Focus: SOC reinforcement, unified EDR + cloud telemetry

Features and benefits:

  • Charlotte AI: Helps interpret detections and automate repetitive SOC tasks via a GenAI security analyst

  • Breach prevention: Excels at stopping lateral movement; if an attacker compromises a Jupyter notebook and tries to move to the host, Falcon intercepts

  • Visibility: Offers strong visibility into hybrid environments, bridging on-prem GPU clusters and cloud instances

Microsoft Defender for Cloud

If you are heavily invested in the Azure ecosystem (Azure OpenAI, Azure ML), Defender is the native choice.

Focus: Azure-native AI protection, identity-centric controls

Features and benefits:

  • Security Copilot: Uses OpenAI models; Copilot is deeply embedded into the workflow, summarizing incidents and suggesting script fixes

  • Identity-first: Effectively governs access to AI resources, aided by Microsoft Entra ID’s IAM capabilities

  • Threat intel: Uses Microsoft’s global threat intelligence to continuously update detections against nation-state actors targeting AI IP

SentinelOne

SentinelOne focuses on speed and autonomy and quickly contains compromised AI workloads at runtime. Their "Purple AI" acts as a force multiplier for threat hunters.

Focus: Autonomous containment + Purple AI hunting

Features and benefits:

  • Natural language hunting: Converts plain English into structured queries to hunt for threats across the estate

  • Autonomous response: Terminates suspicious activity and isolates compromised AI workloads to prevent lateral movement and limit the blast radius of incidents 

  • Behavioral detection: Features AI-driven detection of "unknown" threats, relying on behavior rather than signatures

Darktrace

Darktrace approaches security from a network traffic and behavioral baseline perspective.

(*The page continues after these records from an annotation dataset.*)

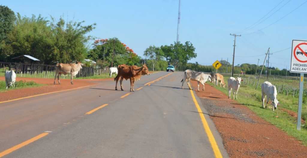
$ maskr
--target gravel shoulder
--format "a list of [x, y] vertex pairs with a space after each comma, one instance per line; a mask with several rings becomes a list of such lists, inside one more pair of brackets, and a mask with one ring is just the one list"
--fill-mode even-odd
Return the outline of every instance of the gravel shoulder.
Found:
[[197, 92], [197, 82], [192, 83], [230, 157], [306, 157], [307, 147], [295, 138], [213, 86]]

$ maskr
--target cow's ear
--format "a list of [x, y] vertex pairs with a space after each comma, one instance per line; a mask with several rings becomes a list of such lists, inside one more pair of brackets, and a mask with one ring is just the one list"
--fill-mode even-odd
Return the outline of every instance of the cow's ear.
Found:
[[131, 72], [132, 73], [132, 75], [134, 76], [136, 74], [136, 72], [135, 72], [135, 70], [134, 70], [134, 66], [130, 66], [130, 70], [131, 70]]

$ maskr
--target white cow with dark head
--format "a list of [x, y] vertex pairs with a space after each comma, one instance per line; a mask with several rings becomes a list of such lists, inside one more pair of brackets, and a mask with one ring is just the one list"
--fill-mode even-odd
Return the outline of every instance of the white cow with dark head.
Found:
[[117, 67], [110, 67], [110, 77], [112, 77], [112, 74], [115, 73], [117, 74], [118, 73], [118, 70]]
[[230, 99], [231, 95], [231, 91], [232, 88], [234, 89], [233, 96], [232, 96], [232, 99], [235, 97], [235, 99], [237, 99], [238, 96], [238, 91], [239, 90], [240, 85], [241, 81], [243, 81], [241, 79], [241, 77], [237, 77], [235, 78], [233, 77], [230, 77], [228, 79], [228, 99]]
[[196, 72], [192, 70], [188, 70], [185, 71], [185, 74], [183, 76], [183, 78], [181, 80], [182, 82], [181, 88], [183, 89], [183, 84], [187, 80], [187, 84], [188, 86], [189, 86], [190, 80], [196, 81], [197, 81], [197, 90], [199, 91], [199, 83], [203, 85], [203, 90], [205, 90], [205, 82], [209, 80], [211, 81], [211, 77], [210, 75], [205, 74], [201, 72]]
[[12, 86], [13, 88], [15, 88], [15, 82], [16, 81], [16, 73], [14, 70], [6, 71], [6, 70], [5, 84], [6, 86], [6, 89]]
[[[276, 90], [276, 87], [272, 84], [266, 81], [261, 84], [261, 92], [262, 96], [261, 100], [262, 101], [262, 107], [263, 108], [267, 107], [268, 103], [269, 103], [269, 99], [272, 100], [272, 110], [274, 111], [274, 109], [277, 108], [277, 104], [279, 102], [277, 100], [276, 97], [277, 96], [277, 91]], [[267, 100], [266, 102], [266, 105], [264, 107], [264, 100], [266, 97], [267, 96]]]

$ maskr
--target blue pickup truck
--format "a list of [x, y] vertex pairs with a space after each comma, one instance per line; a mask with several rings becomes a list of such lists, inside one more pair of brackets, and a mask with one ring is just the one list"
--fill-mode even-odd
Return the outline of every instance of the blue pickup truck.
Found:
[[168, 72], [169, 71], [173, 71], [173, 72], [175, 71], [175, 67], [173, 66], [169, 65], [167, 68], [166, 68], [166, 72]]

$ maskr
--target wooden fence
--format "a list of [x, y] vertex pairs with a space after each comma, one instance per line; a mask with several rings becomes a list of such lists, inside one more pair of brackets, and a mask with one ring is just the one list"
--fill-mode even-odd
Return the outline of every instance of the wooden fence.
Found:
[[[0, 62], [0, 67], [2, 68], [3, 72], [5, 71], [5, 69], [8, 68], [9, 70], [14, 70], [16, 74], [20, 74], [21, 77], [22, 77], [23, 74], [24, 77], [34, 75], [34, 77], [36, 77], [37, 75], [41, 78], [49, 78], [49, 76], [52, 75], [54, 76], [55, 66], [55, 65], [52, 65]], [[110, 73], [109, 68], [84, 67], [79, 71], [76, 77], [89, 77], [107, 73]], [[70, 75], [68, 75], [69, 77]]]

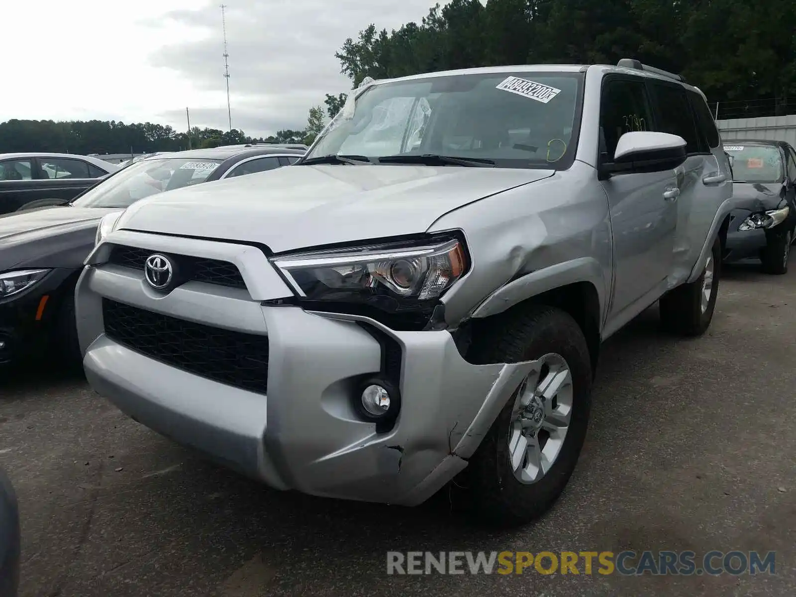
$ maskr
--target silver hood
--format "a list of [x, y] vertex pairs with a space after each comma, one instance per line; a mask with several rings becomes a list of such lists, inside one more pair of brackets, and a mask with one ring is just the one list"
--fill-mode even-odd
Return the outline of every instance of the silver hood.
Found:
[[423, 232], [462, 205], [553, 170], [291, 166], [143, 199], [117, 229], [259, 243], [275, 252]]

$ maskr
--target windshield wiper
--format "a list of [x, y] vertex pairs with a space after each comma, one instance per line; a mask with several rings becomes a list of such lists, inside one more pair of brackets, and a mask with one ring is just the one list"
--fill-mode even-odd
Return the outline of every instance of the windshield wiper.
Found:
[[476, 168], [494, 168], [495, 162], [486, 158], [455, 158], [452, 155], [419, 154], [385, 155], [377, 158], [381, 164], [422, 164], [423, 166], [468, 166]]
[[298, 162], [298, 166], [313, 164], [351, 164], [352, 166], [365, 166], [373, 163], [364, 155], [338, 155], [330, 154], [329, 155], [319, 155], [317, 158], [308, 158]]

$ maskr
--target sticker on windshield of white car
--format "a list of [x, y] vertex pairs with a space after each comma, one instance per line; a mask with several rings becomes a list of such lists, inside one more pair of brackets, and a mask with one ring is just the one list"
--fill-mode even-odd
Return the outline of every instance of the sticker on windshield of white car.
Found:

Focus: Anomaly detection & autonomous containment

Features and benefits:

  • Self-learning: Builds a "pattern of life" for your AI services and detects deviations (for example, a model suddenly exporting terabytes of data)

  • Cyber AI analyst: Autonomously stitches together disparate events to present a coherent incident report

  • Antigena: Autonomously interrupts abnormal connections, effectively containing a hijacked model or data exfiltration attempt without human intervention

Vectra AI

Vectra AI approaches security from a network detection and response (NDR) foundation, using behavioral AI to detect attacker activity across hybrid and multi-cloud environments. Their Attack Signal Intelligence analyzes behavior in real time across network, identity, cloud, and SaaS layers to surface compromises that signature-based tools miss.

Focus: AI-driven behavioral detection across the hybrid attack surface, with strength in lateral movement and identity-based threats

Features and benefits:

  • Attack Signal Intelligence: Behavioral AI that correlates attacker activity across network traffic, identity behavior, and cloud control plane activity, distinguishing real threats from benign anomalies even inside encrypted traffic

  • Hybrid coverage: Unified detection across on-premises data centers, cloud workloads, SaaS applications, and identity providers without requiring separate tools per environment

  • Autonomous triage: AI agents automate alert correlation and prioritization, reducing the volume of findings analysts need to review and cutting investigation times from days to minutes.